For some of us, it wasn’t until we saw a Higher Power working in our life that we even knew how to be grateful. Others slowly but surely became more grateful for the simple things as our sponsor and support group pointed out the wonderful things in our life that we just couldn’t see. We were blinded by the insanity in our lives but the people around us helped us open our eyes and be grateful just to breathe, to be sober, to be living a life of recovery. Today and every day we stay grateful and even though in the beginning gratitude wasn’t something that came easy, now it is a part of our daily life.


Daily Gratitude:
I am grateful for a loving and caring partner. Today I will show my appreciation for my partner. I pray for the sensitivity to cherish my partner.

Tuesday, May 3, 2011

Alcoholism Does Not Discriminate

Recently in a meeting, one of our members told a very interesting story which a lot of us can relate to.

The person in the meeting told us that he was speaking at a Pennsylvania drug rehab as part of his service work one evening. When he was finished and the meeting was over one of the patients came up to him and said thank you and that he did a good job. He proceeded to let the member of AA know that he was an attorney and scholar of high standing in the community and that he should be proud that a man of his stature gave him such a compliment. Our AA friend made a very wise comment in the meeting, "But you're wearing a braclette with your name on it and I am going home".

That is what alcoholism does to us. It tells us that we are not as bad as everyone else because of our professional accomplishments or that we have a house with two cars in the driveway. What alcoholism does not tell us is how badly we are treating everyone around us. The bills can be paid, we can go to work every day, and drive the nicest cars, but the active alcoholic is a person destroying others lives. It is impossible to see in active addiction. When we come into AA and follow the suggestions this damage can be repaired.

Monday, May 2, 2011

Spiritual Condition

In the book "Alcoholics Anonymous", on page 84 it talks about not being tempted or effected by alcohol anymore. There is a program laid out though through the first 83 pages that precede this. Those are the first nine steps or Alcoholics Anonymous.

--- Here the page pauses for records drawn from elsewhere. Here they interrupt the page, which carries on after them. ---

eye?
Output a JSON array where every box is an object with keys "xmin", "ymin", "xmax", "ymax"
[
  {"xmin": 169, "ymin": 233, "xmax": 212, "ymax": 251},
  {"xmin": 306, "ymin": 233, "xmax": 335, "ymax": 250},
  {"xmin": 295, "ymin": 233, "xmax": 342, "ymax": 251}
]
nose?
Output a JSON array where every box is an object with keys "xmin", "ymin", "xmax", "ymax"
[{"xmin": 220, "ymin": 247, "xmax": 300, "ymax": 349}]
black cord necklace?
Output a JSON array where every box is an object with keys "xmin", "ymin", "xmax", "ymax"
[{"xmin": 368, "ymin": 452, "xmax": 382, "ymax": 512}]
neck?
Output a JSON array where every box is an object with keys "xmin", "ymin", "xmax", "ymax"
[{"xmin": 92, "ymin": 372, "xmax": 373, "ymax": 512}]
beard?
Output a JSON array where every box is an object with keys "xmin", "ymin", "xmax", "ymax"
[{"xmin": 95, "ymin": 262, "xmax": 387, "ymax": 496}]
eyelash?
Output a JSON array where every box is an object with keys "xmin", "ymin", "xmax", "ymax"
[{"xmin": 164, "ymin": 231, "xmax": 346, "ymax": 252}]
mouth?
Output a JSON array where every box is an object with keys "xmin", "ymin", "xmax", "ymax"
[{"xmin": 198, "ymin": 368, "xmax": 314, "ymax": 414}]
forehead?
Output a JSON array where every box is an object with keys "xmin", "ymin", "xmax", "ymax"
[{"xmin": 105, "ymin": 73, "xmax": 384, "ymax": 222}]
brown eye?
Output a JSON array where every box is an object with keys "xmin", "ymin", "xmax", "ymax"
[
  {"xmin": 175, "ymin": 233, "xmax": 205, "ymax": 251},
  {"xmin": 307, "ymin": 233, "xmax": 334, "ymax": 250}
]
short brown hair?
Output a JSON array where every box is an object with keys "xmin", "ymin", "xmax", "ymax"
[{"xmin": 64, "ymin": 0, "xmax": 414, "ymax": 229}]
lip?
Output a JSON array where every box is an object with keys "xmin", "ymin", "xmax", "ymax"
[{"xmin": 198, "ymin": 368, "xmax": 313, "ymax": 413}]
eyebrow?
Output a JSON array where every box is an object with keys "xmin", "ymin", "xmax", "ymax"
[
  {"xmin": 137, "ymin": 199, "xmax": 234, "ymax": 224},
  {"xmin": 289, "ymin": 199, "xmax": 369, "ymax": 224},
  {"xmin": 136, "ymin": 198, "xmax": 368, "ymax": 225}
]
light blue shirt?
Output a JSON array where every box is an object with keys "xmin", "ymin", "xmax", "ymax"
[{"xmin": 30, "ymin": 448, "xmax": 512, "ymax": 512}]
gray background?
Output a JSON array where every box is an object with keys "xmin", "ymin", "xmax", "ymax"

In the beginning, we often think that we just need to stop consuming the chemicals that is making our lives unmanageable. We think that we wouldn't act or think the way we did if we could just stop. What the program teaches us is that it is a lot more than that. Alcohol and drugs were our solution to our inability to adapt to life. We did not handle life well and the only thing that made the feelings go away were booze and chemicals.

What we learn through the first nine steps is all the real reasons why we almost killed ourselves, or if you want our character defects. Even more important, how to overcome them to live a happy and purposeful life.

What the book says is that if we can keep in fit spiritual condition the obsession to drink and use drugs will not return. We will look at situations involving alcohol with a mind of neutrality.